Writing Approaches in Early Childhood

Dialogue Journal by Jana Staton
According to Griffin (2012) these are written messages from student to teacher and back for an extended period of time.  There is one book used and it is passed back and forth to two writers who each contribute ideas.  Griffin (2012) stated that the topic can vary and is usally centered on what is happening today.  The rules of writing include picking up your book and returning it before the end of the day, writing at least three lines each school day, be genuine and write what you feel, understand, and think, and there shuld be an older partner to help the child elaborate and model (which is oftentimes the teacher).  By creating a dialogue back and forth the teacher supports the student's emerging reading and writing abilities.  This creates an a place where socio-emotional development occurs as well as class management and writing progress according to Griffin (2012). 

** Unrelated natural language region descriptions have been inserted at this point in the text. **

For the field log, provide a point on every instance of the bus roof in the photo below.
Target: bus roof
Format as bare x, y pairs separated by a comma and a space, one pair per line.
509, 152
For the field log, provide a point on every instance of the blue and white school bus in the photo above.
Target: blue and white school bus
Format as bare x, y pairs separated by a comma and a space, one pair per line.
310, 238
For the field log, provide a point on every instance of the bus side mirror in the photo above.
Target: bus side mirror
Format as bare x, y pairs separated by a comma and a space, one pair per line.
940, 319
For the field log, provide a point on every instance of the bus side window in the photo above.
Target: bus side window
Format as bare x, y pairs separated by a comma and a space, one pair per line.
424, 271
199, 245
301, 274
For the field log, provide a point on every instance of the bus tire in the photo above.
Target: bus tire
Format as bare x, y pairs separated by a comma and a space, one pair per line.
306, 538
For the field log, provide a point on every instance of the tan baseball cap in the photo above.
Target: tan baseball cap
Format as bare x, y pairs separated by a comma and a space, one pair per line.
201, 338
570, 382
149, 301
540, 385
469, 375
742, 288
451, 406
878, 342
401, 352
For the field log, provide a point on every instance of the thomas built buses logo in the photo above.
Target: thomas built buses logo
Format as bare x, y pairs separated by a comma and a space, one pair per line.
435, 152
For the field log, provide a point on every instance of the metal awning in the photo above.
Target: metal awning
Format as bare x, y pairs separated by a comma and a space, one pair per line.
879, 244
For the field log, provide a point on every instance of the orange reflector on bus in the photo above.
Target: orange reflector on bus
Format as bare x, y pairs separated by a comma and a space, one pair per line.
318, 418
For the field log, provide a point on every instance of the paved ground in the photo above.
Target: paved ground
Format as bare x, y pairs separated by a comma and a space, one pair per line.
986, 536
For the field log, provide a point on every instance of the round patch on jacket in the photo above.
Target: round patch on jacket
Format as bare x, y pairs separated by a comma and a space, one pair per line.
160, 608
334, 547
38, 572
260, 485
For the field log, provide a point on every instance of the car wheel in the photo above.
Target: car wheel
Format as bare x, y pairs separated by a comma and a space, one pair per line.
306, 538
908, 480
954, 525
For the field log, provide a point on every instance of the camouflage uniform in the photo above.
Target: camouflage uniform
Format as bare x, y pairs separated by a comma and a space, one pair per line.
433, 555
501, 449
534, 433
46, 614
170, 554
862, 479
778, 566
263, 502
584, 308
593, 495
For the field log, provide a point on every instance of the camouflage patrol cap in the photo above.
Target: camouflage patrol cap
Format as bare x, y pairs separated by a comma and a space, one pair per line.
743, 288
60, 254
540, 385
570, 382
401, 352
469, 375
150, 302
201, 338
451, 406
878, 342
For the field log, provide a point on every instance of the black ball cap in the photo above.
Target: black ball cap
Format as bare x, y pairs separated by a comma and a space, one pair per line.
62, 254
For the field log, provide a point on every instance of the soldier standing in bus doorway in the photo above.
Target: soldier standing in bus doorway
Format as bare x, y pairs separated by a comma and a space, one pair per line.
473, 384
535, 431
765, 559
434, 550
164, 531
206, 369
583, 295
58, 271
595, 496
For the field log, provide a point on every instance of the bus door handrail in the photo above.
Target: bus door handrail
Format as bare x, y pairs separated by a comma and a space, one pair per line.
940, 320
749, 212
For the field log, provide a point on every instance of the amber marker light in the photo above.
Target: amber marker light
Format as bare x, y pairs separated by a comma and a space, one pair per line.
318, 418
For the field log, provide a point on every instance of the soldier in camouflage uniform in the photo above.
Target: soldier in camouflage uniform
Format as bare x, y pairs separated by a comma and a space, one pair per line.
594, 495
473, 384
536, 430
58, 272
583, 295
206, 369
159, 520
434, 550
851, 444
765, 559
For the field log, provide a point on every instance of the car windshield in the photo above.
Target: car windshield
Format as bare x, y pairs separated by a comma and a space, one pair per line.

Scaffolding Writing by Bodrova and Leong
In this method a child creates a message, draws it and tries to write it.  According to Bodrova and Leong at first this may just be making lines to represent words in the message of even asking the teacher to make the lines.  Later the child will write some letters or symbols on the lines and move to conventional writing.  Accorind to Bodrova and Leong the message is repeated while the child works and the message is read back at the end of the day.  According to Griffin (2012) this can be done in a whole class setting with daily messages, small groups through narratives and expositions, and small groups through artifas within play like menus, recipes, and labels.

Writer's Workshop by Lucy Calkins
According to Griffin (2012):
1. Mini Lesson-on some skill/concept/genre
2. Status of the class-each child tells the group if they are drafting, illustrating, work in progress, editting, revising, or publishing
3. Writing and Conference-teacher and sometimes a peer meets with child to review writing and plan revisions
4. Author's chair-TAG (tell one thing you liked, ask one question, and give one suggestion)

Resources:
Bodrova E. & Leong, D. J. (1998). Scaffolding emergent writing in the zone of proximal development. Language, Literacy and Learning, 3 (2), 1-18.
Griffin, P. (2012). Class 12 Writing: for memory, planning, communication, creative expression. [PowerPoint]. Retreived online.